In kino at Arsenals film festival Veritas

  • 2004-09-15
  • By Tim Ochser
RIGA - Riga's cultural calendar is crammed from the beginning to the end of the year with a whole range of seat-filling, applause-garnering, perfume-scented events, but nothing quite compares to the Arsenals film festival.

Held every two years, it's an eight-day orgy of film that leaves thousands of cinemagoers walking around the streets of Riga in a joyful state of delirium.
I remember going to see dozens of movies at the last festival, and it was thrilling to see the look of wonder in people's eyes as they came out of the cinema after seeing Julio Medem's "Sex and Lucia," or the look of utter confusion as they staggered out of Jean-Luc Godard's "Eulogy to Love." People don't just go to Arsenals to watch films 's they go to see the world in a new light.
The program this time round is as eclectic as ever. There are some 20 Baltic productions being screened, including "Python," "Somnambulance" and the wonderfully bizarre Latvian documentary "But the Hour is Near," which follows the lives of two young evangelical entrepreneurs as they simultaneously try to spread the word and scrape a living together.
There are several good documentaries being shown, most notably Julio Medem's "The Basque Ball," which explores the political complexities of his native Basque region. Many will also doubtless want to see Michael Moore's "Bowling for Columbine" after the surprise success of his more recent "Fahrenheit 9/11."

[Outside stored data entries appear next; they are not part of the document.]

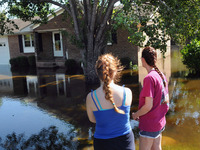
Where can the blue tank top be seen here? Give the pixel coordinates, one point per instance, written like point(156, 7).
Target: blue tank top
point(109, 123)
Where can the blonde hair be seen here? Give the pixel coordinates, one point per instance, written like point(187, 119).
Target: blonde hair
point(109, 68)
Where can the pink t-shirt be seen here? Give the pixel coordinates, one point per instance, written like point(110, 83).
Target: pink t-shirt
point(154, 120)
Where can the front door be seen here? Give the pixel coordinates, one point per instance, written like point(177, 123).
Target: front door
point(57, 44)
point(4, 51)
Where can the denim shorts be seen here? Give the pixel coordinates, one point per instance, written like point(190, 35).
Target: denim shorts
point(153, 135)
point(124, 142)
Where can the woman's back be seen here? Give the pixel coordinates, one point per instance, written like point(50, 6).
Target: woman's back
point(109, 123)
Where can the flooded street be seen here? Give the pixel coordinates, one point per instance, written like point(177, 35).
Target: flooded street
point(30, 102)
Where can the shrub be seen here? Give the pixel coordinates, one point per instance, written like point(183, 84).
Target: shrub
point(71, 66)
point(13, 62)
point(21, 61)
point(127, 63)
point(191, 56)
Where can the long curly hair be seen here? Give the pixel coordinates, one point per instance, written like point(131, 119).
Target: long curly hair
point(109, 68)
point(150, 56)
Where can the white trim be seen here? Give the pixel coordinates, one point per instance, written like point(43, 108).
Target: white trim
point(50, 17)
point(49, 30)
point(60, 78)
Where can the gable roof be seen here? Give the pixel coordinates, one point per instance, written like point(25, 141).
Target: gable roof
point(21, 25)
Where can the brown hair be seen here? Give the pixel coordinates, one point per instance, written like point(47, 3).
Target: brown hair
point(109, 68)
point(150, 56)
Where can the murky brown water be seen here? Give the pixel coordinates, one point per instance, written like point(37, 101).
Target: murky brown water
point(60, 99)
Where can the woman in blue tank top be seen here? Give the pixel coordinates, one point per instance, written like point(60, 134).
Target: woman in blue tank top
point(109, 107)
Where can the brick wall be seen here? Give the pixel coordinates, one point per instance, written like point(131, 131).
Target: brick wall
point(14, 47)
point(123, 48)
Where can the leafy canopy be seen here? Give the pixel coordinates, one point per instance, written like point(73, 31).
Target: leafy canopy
point(160, 20)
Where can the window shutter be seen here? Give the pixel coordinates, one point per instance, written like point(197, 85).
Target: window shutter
point(21, 49)
point(40, 42)
point(114, 36)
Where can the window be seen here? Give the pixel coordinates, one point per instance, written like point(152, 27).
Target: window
point(57, 42)
point(28, 40)
point(2, 44)
point(26, 43)
point(112, 37)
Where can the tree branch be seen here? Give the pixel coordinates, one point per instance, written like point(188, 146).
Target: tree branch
point(107, 15)
point(55, 3)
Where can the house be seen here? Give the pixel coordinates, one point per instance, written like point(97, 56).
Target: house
point(21, 43)
point(51, 44)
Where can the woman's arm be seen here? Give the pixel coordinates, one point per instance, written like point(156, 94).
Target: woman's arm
point(89, 108)
point(144, 109)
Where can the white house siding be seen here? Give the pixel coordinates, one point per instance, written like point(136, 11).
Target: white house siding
point(4, 51)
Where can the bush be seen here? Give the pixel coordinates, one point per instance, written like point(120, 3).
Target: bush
point(126, 62)
point(21, 61)
point(71, 66)
point(191, 56)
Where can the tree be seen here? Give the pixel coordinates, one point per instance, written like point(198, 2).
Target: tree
point(93, 19)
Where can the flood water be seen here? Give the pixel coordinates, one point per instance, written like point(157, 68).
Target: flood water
point(49, 105)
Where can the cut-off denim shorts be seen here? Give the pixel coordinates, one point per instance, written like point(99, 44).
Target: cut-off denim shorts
point(153, 135)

An absolute must-see is Japanese director Takeshi Kitano's "Zatoichi." The veteran director just goes from strength to strength, and this wonderfully vibrant film is a pure joy to watch and a master class in filmmaking.
Emir Kusturica has never quite reached the same heights of his "Underground" but he still remains a highly significant European director. "Life is a Miracle" hardly covers new territory for him, but it is nonetheless well worth watching.
Hector Babenco's "Carandiru" is a powerful, deeply affecting film about a real-life police massacre that occurred in Brazil's largest prison about 10 years ago. But Babenco is no stranger to Brazilian squalor 's he directed the almost unwatchably disturbing "Pixote" in the 1980s.
No one speaks the language of film more eloquently, or intelligently, than Jean-Luc Godard and it's wonderful to see him back with "Our Music." Godard the pensioner is still more radical in his concept of film than just about any one else working behind a camera, and no one can combine text and image as profoundly as he does. Loosely set around a literary convention in Sarajevo, "Our Music" is, like so much of Godard's work, devastatingly beautiful.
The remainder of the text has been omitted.